Google’s newest coding-focused model is facing an awkward comparison. Gemini 3.5 Flash has landed behind older rivals on Android Bench while also emerging as the most expensive option in the lineup.
The result stands out because the Flash label has long suggested speed and lower cost. In this case, the latest model did not break into the top five on the Android development leaderboard.
Performance that does not match the price
Android Bench measures how well AI models handle Android development tasks. In the latest ranking, OpenAI GPT 5.5 took first place with a score of 74, setting the benchmark for the group.
GPT 5.4 and Gemini 3.1 Pro Preview followed closely behind, each scoring 72.4. Claude Opus also ranked above Gemini 3.5 Flash, adding to the pressure on Google’s newest release.
Gemini 3.5 Flash finished in sixth place with a score of 63.7. That gap placed it well behind the leading tier, even though it is being positioned by Google as a premium new model.
The pricing data is even harder for Google to justify. According to benchmark data cited by Google, Gemini 3.5 Flash used an average of 355.9 total tokens per run.
That translated into an average cost of $147.1 per run, making it the most expensive model in the ranking. For developers weighing price against output, the numbers point in an uncomfortable direction.

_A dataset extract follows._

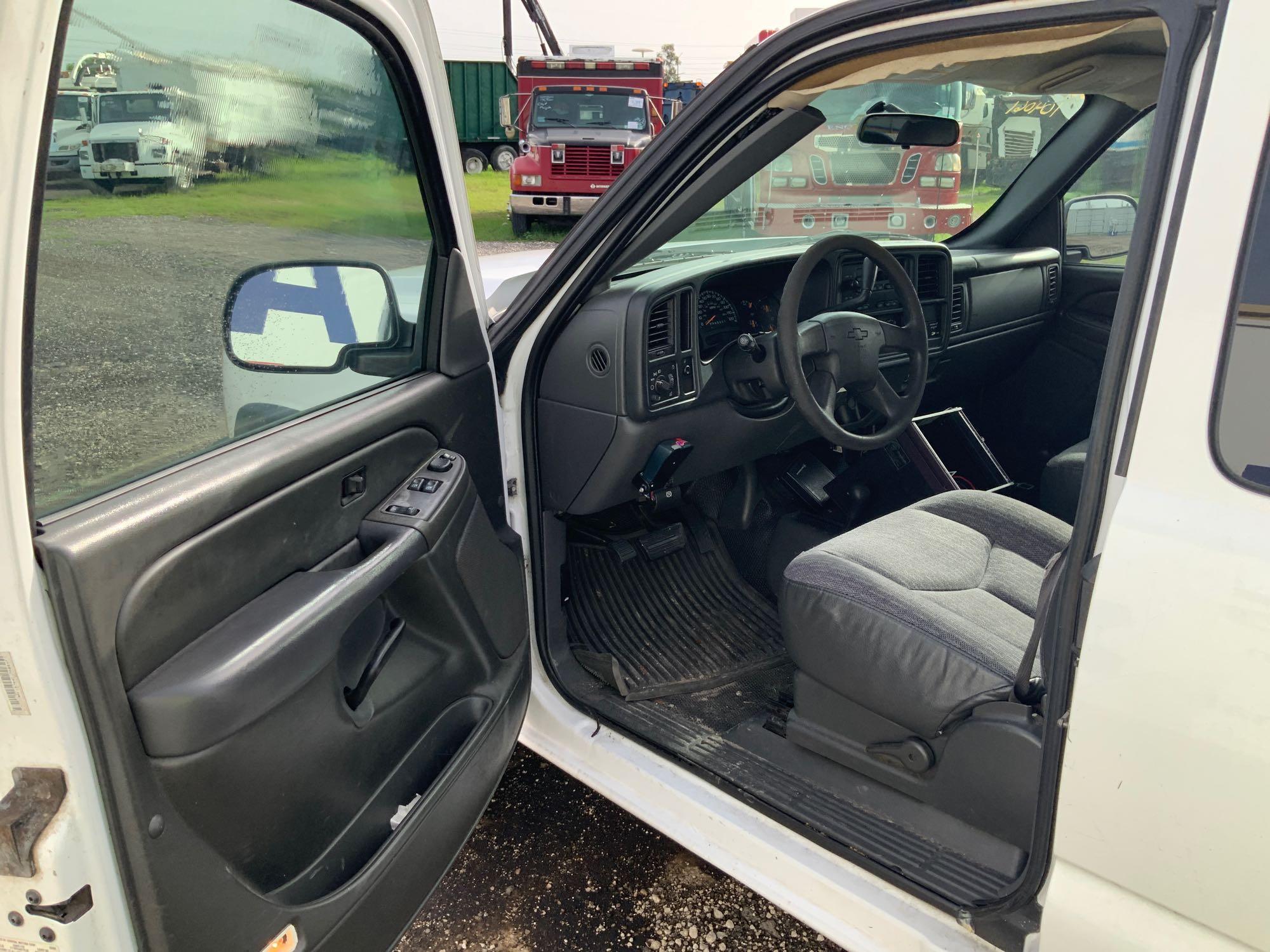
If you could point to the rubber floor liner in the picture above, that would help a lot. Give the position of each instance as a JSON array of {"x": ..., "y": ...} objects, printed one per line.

Google’s claims run into a different reality
Google introduced Gemini 3.5 Flash at Google I/O 2026 and described it as the most powerful Flash model it had ever built. The company also said it delivered stronger coding performance and better support for AI agents and complex workflows.
In the same presentation, Google said Gemini 3.5 Flash outperformed Gemini 3.1 Pro on several internal benchmarks. It also claimed the model could produce output up to four times faster than competing frontier models.
The Android Bench result does not fully match that picture. On this specific Android development test, the newer model did not show the kind of advantage that would normally be expected from a premium release.
That contrast is not unusual in the AI industry, where internal benchmarks and task-based public evaluations often tell different stories. But when the benchmark is focused on Android and comes from Google’s own ecosystem, the result draws even more attention.
The older model looks more practical
One of the clearest comparisons is Gemini 3.1 Pro Preview. The older Google model not only scored higher, but 9to5Google said it also cost roughly one-third as much as Gemini 3.5 Flash.
For Android developers, that makes the older option look more efficient on both performance and budget. The newer model’s position is harder to defend when a previous generation delivers a better balance of quality and cost.
The rankings also add another layer of pressure from competitors. GPT 5.5 leads the board, GPT 5.4 matches Gemini 3.1 Pro Preview, and Claude Opus sits ahead of Gemini 3.5 Flash as well.
What the leaderboard means for Android developers
For teams building Android apps, the benchmark may influence which model gets adopted in day-to-day work. A model that costs more but performs worse can be a difficult sell until clear improvements arrive.
At the same time, the result does not mean Gemini 3.5 Flash is weak across every task. It only shows that, on the Android development workload measured by Android Bench, the model has not yet met expectations.
Google may still improve the model through later updates, and attention is now shifting toward Gemini 3.5 Pro. For the moment, however, the clearest takeaway is simple: the latest Flash model is neither the fastest choice on this leaderboard nor the cheapest.